Brokers from all over the country responded to my Colorado exchange article, which had the headline “How to get brokers to love you,” that they might love the exchanges a lot more if the exchanges would make some effort to help them get the miserably low commission payments they’re owed.
Brokers suggested that getting the #%2@#$ed !#@$!%ing websites to work properly would also help.
One broker in Colorado, for example, told me that the new PPACA medical underwriting restrictions and exchange system have tripled the amount of individual health insurance he writes.

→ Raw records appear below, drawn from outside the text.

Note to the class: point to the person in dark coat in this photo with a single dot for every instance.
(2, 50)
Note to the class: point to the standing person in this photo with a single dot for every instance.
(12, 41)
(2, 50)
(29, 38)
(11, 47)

He still runs into an occasional problem when he writes coverage by working directly with a carrier. He may face some kind of glitch about 10 percent of the time, and a big underwriting problem once every 15 to 20 sales. But he thinks the level of glitches in that channel is similar to what it was before PPACA came along.
When he sold public exchange coverage during the 2015 open enrollment period, he had to call the exchange or the carrier about one-half of the time, and he ended up having to make several calls over the course of about a week about 25 percent of the time.